My dad was a champion marksman and gun collector, and I was a 6 year-old boy version of Saoirse Ronan's reindeer-hunting Finnish girl in last year's movie Hanna. By the time I entered fourth grade, I knew how to field strip, clean, and reassemble several types of revolvers, semi-automatic pistols and rifles. I knew wadcutters from hollow points. I knew how to ease my breath and relax my trigger pull for a better shot.

As a kid, I associated guns with safety, the right to live in your own home without being afraid.

One of my earliest memories is of the gun range. I was five, maybe six, as my dad drove our family there in our potato-brown Volkswagen Rabbit. It was very early in the morning and bitter cold inside. When my dad handed me his revolver, I turned to face him and he exploded at me. Never point a gun at anyone! Always point the gun at the target! That instruction would eventually evolve into never pointing a gun at anyone whom I didn't intend to kill.

To a kid, a gun range is an inhospitable place. Imagine a giant concrete room, lit by a few lonely bulbs, the floor littered with brass shell casings. You can't see the other shooters behind the booth's sidewalls, so each gunshot catches you by surprise. You can feel the physical force of the shots through the displaced air. The recoil can cause the gun to leap up and back with each shot. If it's a semi-automatic, the spent shells eject from the chamber smoking hot, sometimes shocking you with a quick sizzle if they hit your hands or face.

The cumulative effect is an unrelenting jumpiness that must be overcome in order to hit the target, a twitchiness that remains even after you're driving home in the now-surreal sunlight. The not unpleasant tang of gunpowder stays in your nostrils.

When we got home, my dad would immediately set out cloths, solvents, and gun oil. Like samurai, we laid out each weapon, checking to see if it was loaded and then taking it apart step by step. We'd wipe the powder residue from the firing pins and the cylinders. We'd push solvent-soaked cotton squares through the barrels till we could see the tiny spiral grooves inside, then used an oil-soaked square to set the surface reflective and perfect.

Piece by piece, we'd reassemble each weapon, the parts joining with delicious metallic clicks and ka-chaks, the satisfying sounds you hear in movies when someone pulls back the slide on a pistol to rack a new bullet. The object-oriented and tinkering part of the male experience was deeply pleasing. After firing these weapons, their awe-inspiring power could now be appreciated on a different level.

As a kid, I associated guns with safety, the right to live in your own home without being afraid. It was ingrained in me early that outsiders were not to be trusted. We had a fallout shelter beneath the house, a Blair Witch hideout rank with musty smells and walls lined with canned food and mason jars. My dad jerry-rigged a wood panel with a holster so he could hide one of his revolvers under the bed ruffle by his dangling hand, loaded with five bullets so the firing pin rested on an empty chamber. (If the gun was dropped, this meant the pin wouldn't accidentally fire a bullet. Gun safety, you see.)
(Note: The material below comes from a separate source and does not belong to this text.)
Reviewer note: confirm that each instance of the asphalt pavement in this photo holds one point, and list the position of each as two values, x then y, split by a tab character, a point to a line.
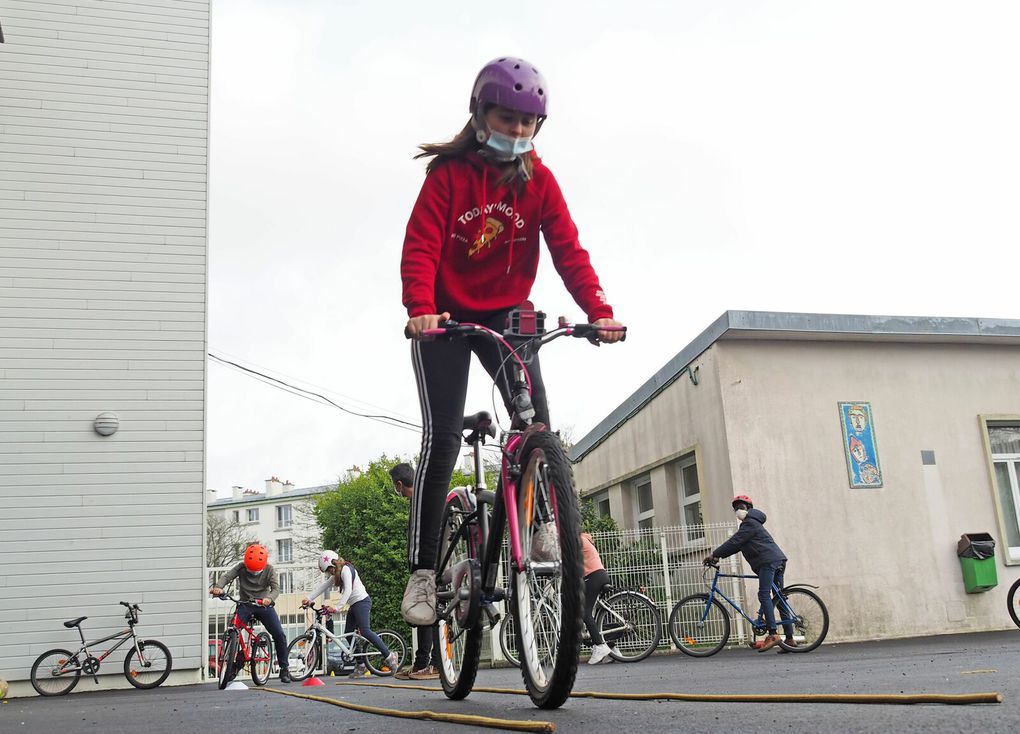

I became an adult who felt uncomfortable in a domicile that didn't have a weapon in it. I imagined the horror stories from the NRA's magazine, The American Rifleman - stories culled from the pages of newspapers of home intruders, usually, foiled with the help of a firearm - and wished for a gun of my own. When I finally got one, at 20, I was able to sleep soundly. When I heard creaks or strange noises in the Chicago house that I rented with a handful of roommates, I wasn't afraid. I felt empowered and in control.

At first, I found it difficult to reconcile all of that with this country's increasing numbers of violent murders. There was the Virginia Tech shooter. And the woman who was denied tenure and blasted several of her colleagues at the University of Alabama. The Columbine killers, of course. The D.C. sniper. The Fort Hood killer. The term "going postal," a reference to a rash of postmen and office workers who shot up their workplaces in the '80s and '90s.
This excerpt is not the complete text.